First, "love" is not so much the name of a personality trait, as shorthand for a narrative: death and resurrection ... "Love" can stand as shorthand for "death and resurrection" because, seen from faith's viewpoint, death and resurrection is what love concretely means ... The usual promises we make each other stop short because we except the condition of death, because we reserve self-preservation; but to promise myself is to try to give up this reservation. Therefore to love is to accept death: it is to give up my cautious claims to hang onto myself, in order that there shall be no checks at all to our creating a mutual world. All love says, "'Till death do us part."
Therefore love is a promise to promise unconditionally. I said earlier that we cannot evade the condition of death, therefore that we can make no unconditional promises ... With love's promise of myself, this paradox becomes thematic.

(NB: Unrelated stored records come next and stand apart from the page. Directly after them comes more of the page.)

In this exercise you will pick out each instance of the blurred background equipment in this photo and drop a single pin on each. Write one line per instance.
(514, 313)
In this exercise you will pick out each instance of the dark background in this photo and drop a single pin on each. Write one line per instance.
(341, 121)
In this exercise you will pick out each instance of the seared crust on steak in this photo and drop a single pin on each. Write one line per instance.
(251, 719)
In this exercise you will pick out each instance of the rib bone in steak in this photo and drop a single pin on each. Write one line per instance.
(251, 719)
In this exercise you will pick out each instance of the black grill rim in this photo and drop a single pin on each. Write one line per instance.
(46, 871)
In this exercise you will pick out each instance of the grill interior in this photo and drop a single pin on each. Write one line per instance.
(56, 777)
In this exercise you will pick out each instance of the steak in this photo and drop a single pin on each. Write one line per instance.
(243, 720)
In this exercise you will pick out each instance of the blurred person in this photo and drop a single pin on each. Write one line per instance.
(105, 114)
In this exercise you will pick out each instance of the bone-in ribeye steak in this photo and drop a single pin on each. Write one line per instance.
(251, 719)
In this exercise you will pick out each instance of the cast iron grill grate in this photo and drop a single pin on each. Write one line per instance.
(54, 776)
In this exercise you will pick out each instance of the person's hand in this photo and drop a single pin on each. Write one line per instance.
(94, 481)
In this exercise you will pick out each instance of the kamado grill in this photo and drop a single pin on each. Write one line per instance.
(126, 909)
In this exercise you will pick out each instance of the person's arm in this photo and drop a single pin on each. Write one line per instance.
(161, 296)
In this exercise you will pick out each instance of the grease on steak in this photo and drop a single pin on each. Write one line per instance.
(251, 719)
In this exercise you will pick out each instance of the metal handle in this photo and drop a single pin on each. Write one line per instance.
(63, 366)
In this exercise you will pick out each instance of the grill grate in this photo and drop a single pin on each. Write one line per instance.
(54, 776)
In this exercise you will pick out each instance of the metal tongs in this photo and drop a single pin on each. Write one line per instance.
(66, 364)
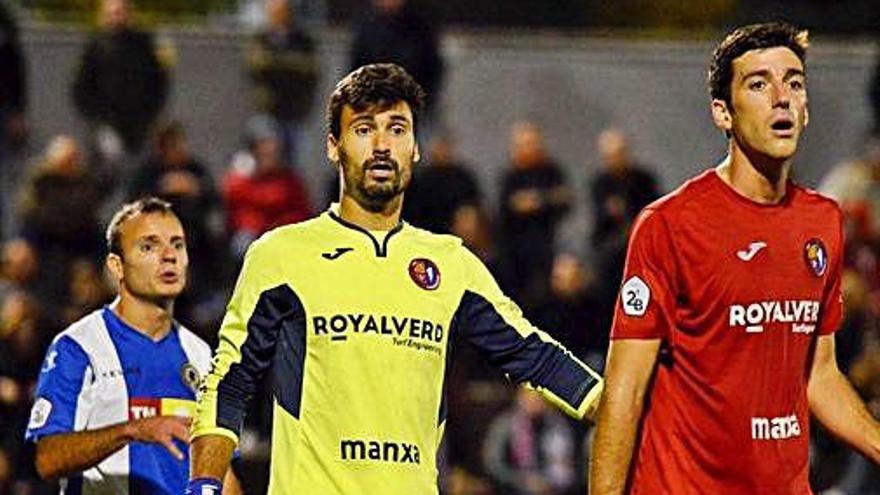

For if I give myself to my beloved, and from this acceptance of death in fact die, I am no longer there for anyone, including the beloved. and the gift is undone. Every radical attempt to love threatens itself with its own final defeat.
Love's self-defeat is well-known ... So we set out to be moderate in our loving--which is the same as hate. The identification of love and death, and the impossibility of love, are the great ineradicable motifs of the poetry of love.
Love could succeed only as death and resurrection ...
To say that Jesus--the content of his life assumed--died and rose again, is to say that there now exists one successful lover. "Jesus is risen" can be said: "A love has succeeded and will succeed"... And if we are to love, it will be when we are freed from having to hold on to our selves in order to survive. For now, there is a lover; and therefore we may now hope to love--which is more than enough.